Eva trocava rapidamente de amores, mas, de qualquer modo, o ancoradouro e as oficinas do papai forneciam-lhe um constante e fácil fluxo de vítimas.
Ah, ela era uma sereia caprichosa... Queria sempre mais e mais. Houve um afogamento certa vez, tinha morrido um rapaz de La Malopa que estivera em La Duiva com Eva
por três ou quatro tardes ardentes. Depois chegou-lhe um bilhete, o último bilhete que o coitado escrevera antes do suicídio, um textinho desesperado de amor. Foi
Tobias, o barqueiro, quem trouxe o envelope para Eva. Lembro-me dela lendo aquelas linhas aos suspiros, depois passou-me a folha de papel em que a letra disforme
se esparramava em declarações desesperadas, e disse:
"Leia, Lucas. E depois me explique como alguém pode ser tão tolo. Será que ele não sabia que tudo não passava de uma brincadeira entre nós?"
Parecia triste, a bela Eva, mas não chorou uma lágrima — acho que nunca a vi chorando. Mas, saibam, eu gostava dela. Era sincera e mordaz, uma boa companhia quando
a gente não estava apaixonado por ela. Paixão é uma espécie de fraqueza, e minha irmã sempre detestou os fracos.
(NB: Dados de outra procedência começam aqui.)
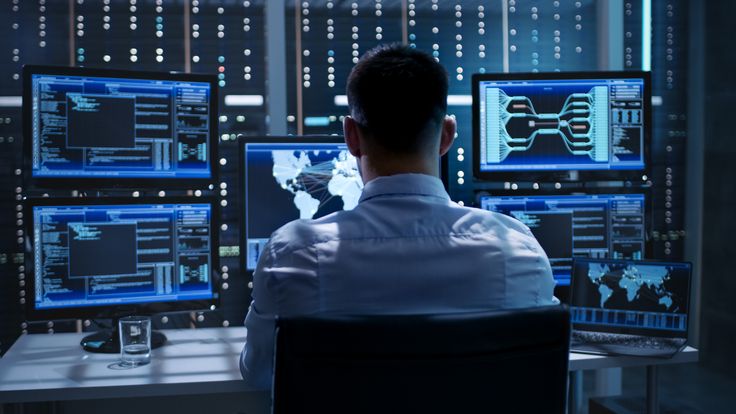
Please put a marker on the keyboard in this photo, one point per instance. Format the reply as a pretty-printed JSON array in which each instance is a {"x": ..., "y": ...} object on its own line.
[{"x": 621, "y": 344}]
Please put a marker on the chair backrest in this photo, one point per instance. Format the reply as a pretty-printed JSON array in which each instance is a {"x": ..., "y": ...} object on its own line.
[{"x": 511, "y": 361}]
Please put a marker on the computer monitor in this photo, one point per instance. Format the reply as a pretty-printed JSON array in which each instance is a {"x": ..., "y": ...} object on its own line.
[
  {"x": 561, "y": 126},
  {"x": 567, "y": 226},
  {"x": 106, "y": 258},
  {"x": 289, "y": 178},
  {"x": 630, "y": 296},
  {"x": 87, "y": 127}
]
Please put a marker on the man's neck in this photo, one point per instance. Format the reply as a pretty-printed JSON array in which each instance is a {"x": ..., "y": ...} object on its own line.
[{"x": 370, "y": 170}]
Às vezes vejo uma mulher ou outra como Eva aqui no Auguste, eu já disse, e trato de manter uma boa distância. Um navegador que se preze aprende rápido a fechar os
ouvidos aos perigos do outro mundo.
JULIETA, POR EVA
Calhou que eu tenho de apresentar-lhes Julieta, a minha irmã doente. Estaria Flora manipulando, uma vez mais, as coisas por aqui? Eu, a bruxa malvada, a garota insolente
e insaciável que tentou roubar o professor inglês dos braços do seu amor — eu, a sereia de La Duiva, a Lilith de Flora. Mas cumprirei com o meu papel — vou contar-lhes
um pouco de Julieta.
Julieta Godoy, morta aos vinte e um anos. Um acidente no parto e a segunda criança de Cecília teve uma existência triste, eterna vítima daqueles segundos sem oxigenação
que danificaram seu pequeno cérebro, estraçalhando seu futuro. Não mentirei por aqui — quando vocês lerem o livro, saberão que sou implacável, mas eu diria que sempre
fui apenas sincera. O mundo desaprendeu a sinceridade, e todos andam por aí aos salamaleques e sorrisos, uns bobos da corte que pelas costas alheias fazem as mesmas
intrigas shakespearianas de sempre. Eu não. Eu dou o tapa e mostro a mão — esta mão onde Leon colocou uma grossa aliança de ouro quando me levou embora de La Duiva
para sempre.
Portanto, digo-lhes: Julieta foi uma coitadinha, enfiada em suas fraldas, babando pelos cantos, com aqueles seus tristes olhos ausentes. Diziam coisas sobre ela,
é claro... Que enxergava o fantasma da avó, Doña, a malvada. Que este fantasma espicaçava-lhe as madrugadas, e que era por isso que ela gritava e gritava e gritava
até deixar-nos a todos exaustos.
Experimentem, meus queridos, dormir com uma ladainha daquelas... Os gritos roucos de Julieta pareciam vir do além — Julieta era o nosso fantasma, a nossa quase-presença,
o motivo dos eternos olhos úmidos de mamãe e do constrangimento seco de papai. Ela era como uma dessas massas de bolo que não crescem direito: a princípio, no calor
do forno, incham e sobem e brilham, depois caem para dentro de si mesmas, deixando atrás de si apenas a superfície das suas promessas não cumpridas. Havia no seu
rosto arruinado a sombra da beleza de mamãe, os traços delicados de mamãe misturados num amálgama, como se ela não fosse o quadro, mas a paleta de um pintor talentoso.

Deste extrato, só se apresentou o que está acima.